Cosa rimaneva del thrash metal alla metà spaccata degli anni ’90? Tutti i considerati “Big 4” non sembravano passarsela benissimo, tra cambi di line-up, ammorbidimenti nel sound, problemi di missaggio, difficoltà di stare al passo coi tempi. Il grunge di Seattle, così eterogeneo eppure così impattante, in poco tempo aveva spazzato via tutto il resto; anche lui però, dopo la morte di Kurt Cobain, aveva iniziato a vacillare. Non c’era più un’ancora a cui aggrapparsi, qualcuno che potesse guidare attraverso quei turbolenti anni ’90, che non lasciavano scampo né al passato né alla contemporaneità. Senza più la vecchia guardia, e orfani della contemporanea, cosa doveva fare una giovane band svedese, con all’attivo un singolo album, in più tributato al thrash metal di Heatfield e soci, ora che tutto era gettato nel caos? L’unica cosa possibile: Distruggere, Cancellare, Migliorare tutto ciò che c’era stato fino a quel momento.
Un allarme in fade in apre l’iniziale Future Breed Machine, pezzo simbolo del disco, che dopo qualche secondo si riversa in una furia sonora senza eguali. Thordendal e Hagström utilizzano le Ibanez UV7 di Steve Vai come non si era mai visto fino a quel momento: dei riff così sincopati e così downtuned che non sembravano neanche appartenere ad uno strumento come quello, che si, l’anno precedente era già stato usato dai Korn in ambito metal, ma in un disco che, per intenzioni e sonorità, non sarebbe mai potuto avvicinarsi all’estremizzazione voluta degli svedesi. Il suono dei Meshuggah è quello di una macchina infernale, in cui ogni traccia di melodia o musicalità sembra ormai assente, in cui ogni elemento del thrash metal viene portato all’eccesso e ricostituito: le ritmiche veloci da headbanging vengono sostituite da poliritmie folli e difficili da seguire; la voce completamente in scream di Jens Kidman fa di tutto per non creare empatia nell’ascoltatore, neanche nei testi, distopici e incredibilmente tecnici; gli assoli sono dissonanti, matematici, veloci ma mai epici, come delle tempeste di elettroni che sembrano attraversare dei circuiti elettrici; tutto, nelle composizioni degli svedesi, sembra esser studiato a pennello per non fornire alcun appiglio all’ascoltatore per apprezzare quello che sta ascoltando.

Eppure, a 30 anni di distanza, siamo ancora qui a parlare dei Meshuggah come una delle band più seminali che ci siano state nella storia del metal, che nella sua stagnante e lenta evoluzione sembrava esser rinato sotto forma di mostro biomeccanico dalle infinite protuberanze. Questo è stato l’inizio infatti di altri sottogeneri, sia vicini che lontani nel tempo: il mathcore che di lì a poco avrebbero portato i Botch o i The Dillinger Escape Plan, così come il djent tanto popolare negli anni 2010 (anche sé quello deve più, probabilmente, al disco “Nothing” del 2002).

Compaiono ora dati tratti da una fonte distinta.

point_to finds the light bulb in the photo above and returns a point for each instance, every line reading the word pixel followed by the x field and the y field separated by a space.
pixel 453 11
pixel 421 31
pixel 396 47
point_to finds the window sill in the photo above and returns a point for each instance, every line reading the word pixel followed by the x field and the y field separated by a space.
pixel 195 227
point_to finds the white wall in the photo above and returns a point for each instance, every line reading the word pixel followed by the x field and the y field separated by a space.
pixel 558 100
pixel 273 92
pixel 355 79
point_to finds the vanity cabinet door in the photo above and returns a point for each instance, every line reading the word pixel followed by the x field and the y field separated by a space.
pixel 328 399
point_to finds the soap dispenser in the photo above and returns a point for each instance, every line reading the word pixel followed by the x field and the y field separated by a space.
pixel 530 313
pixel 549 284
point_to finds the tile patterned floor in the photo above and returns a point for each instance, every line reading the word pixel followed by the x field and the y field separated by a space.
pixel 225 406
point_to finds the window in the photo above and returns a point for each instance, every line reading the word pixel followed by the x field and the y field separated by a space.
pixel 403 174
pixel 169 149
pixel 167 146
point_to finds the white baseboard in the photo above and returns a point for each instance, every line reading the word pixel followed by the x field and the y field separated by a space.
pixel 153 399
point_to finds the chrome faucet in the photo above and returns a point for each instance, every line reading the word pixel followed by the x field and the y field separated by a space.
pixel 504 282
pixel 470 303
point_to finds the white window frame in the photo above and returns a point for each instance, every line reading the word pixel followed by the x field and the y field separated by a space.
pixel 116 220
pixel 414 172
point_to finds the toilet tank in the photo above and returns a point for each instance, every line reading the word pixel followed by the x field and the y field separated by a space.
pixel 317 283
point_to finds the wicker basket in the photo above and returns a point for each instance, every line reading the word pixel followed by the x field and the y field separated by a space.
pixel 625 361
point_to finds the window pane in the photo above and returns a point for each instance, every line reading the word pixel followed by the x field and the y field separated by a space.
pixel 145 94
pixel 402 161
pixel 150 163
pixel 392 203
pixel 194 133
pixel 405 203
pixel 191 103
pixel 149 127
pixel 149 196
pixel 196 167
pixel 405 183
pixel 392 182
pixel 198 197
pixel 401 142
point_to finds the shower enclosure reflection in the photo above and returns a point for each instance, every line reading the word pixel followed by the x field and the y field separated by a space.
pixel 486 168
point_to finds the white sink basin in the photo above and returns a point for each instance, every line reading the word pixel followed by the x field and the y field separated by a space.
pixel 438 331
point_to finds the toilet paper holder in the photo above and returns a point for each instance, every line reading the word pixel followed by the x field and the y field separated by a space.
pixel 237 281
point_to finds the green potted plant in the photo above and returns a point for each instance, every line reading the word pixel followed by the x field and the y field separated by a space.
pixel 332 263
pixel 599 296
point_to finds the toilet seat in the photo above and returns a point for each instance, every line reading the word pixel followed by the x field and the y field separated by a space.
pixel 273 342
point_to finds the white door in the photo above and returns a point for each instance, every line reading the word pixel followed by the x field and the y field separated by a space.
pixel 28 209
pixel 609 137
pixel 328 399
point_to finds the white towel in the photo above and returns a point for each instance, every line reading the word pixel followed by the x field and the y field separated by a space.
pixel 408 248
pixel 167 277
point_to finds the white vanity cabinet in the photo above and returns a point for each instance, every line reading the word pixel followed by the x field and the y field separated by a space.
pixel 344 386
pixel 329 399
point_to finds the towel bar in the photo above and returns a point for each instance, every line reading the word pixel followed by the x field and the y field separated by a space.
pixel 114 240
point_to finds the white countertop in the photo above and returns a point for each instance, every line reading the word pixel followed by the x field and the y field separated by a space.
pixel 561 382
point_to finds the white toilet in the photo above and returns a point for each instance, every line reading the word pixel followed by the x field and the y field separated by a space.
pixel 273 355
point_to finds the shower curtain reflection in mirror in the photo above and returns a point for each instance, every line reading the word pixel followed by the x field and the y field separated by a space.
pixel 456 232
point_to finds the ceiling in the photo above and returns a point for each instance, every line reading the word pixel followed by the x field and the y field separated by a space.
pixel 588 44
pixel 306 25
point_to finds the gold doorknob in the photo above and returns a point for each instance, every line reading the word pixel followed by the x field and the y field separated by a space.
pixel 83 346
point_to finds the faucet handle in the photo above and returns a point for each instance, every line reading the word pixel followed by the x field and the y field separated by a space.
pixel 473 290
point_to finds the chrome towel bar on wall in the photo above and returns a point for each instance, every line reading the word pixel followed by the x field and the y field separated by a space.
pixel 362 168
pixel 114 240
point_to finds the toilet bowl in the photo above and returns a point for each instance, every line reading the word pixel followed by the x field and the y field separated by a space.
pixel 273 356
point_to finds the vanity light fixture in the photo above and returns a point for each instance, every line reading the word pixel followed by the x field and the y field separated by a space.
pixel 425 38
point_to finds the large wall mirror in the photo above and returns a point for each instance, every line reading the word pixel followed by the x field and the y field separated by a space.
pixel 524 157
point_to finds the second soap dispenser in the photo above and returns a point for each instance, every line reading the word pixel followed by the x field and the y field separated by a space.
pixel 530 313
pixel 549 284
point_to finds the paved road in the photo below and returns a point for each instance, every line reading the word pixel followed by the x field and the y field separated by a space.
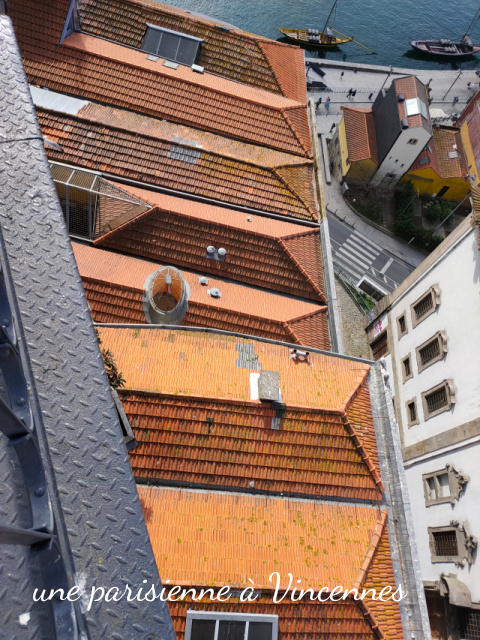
pixel 363 260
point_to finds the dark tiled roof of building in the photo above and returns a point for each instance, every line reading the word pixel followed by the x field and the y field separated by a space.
pixel 140 148
pixel 445 140
pixel 175 380
pixel 231 53
pixel 96 69
pixel 238 537
pixel 312 453
pixel 360 132
pixel 279 255
pixel 114 286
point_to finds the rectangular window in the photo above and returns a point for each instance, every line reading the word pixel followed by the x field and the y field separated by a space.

Non c’era nessuno che, alla metà degli anni 90, suonasse come i Meshuggah, probabilmente perché nessuno sano di mente avrebbe, in quel periodo, fatto delle scelte sonore come quelle. Anche nei pochi momenti di apertura e di distensione del disco, le armonie non generano alcun tipo di sollievo nell’ascoltatore, ma anzi, danno l’idea di una breve pausa atta solamente al far durare la tortura il più a lungo possibile. È un’agonia, un ambiente sonoro che genere ansia e non fa che giocare con la nostra psiche. Quegli arpeggi che forse sembrano finalmente melodici nascono qualcosa, un riverbero che li rende comunque perturbanti, una progressione inaspettatamente distorta, che triggera quella parte del cervello che vorrebbe solamente pace, ma che non avrà altro che un attacco di panico per 46 minuti filati.
Come in un film di Cronenberg, i Meshuggah sembrano esser l’incarnazione della tecnica ibridata all’uomo, che ne portano via qualsiasi forma di umanità e che ne distruggono il senno, perturbando anche l’anima. Non c’è scampo al progresso e gli svedesi lo abbracciano fondendosene senza remore. Qui riuscivano ancora a intravedersi le forme e le influenze del passato, ma non c’è problema, con i dischi a venire tutto verrà eliminato, qualsiasi tipo di empatia cancellata, così che solo la potenza distruttrice della macchina possa rimanere, tra urla soffocanti e ritmi scomposti e martellanti. Non c’è più musica, gloria e vita alla nuova carne.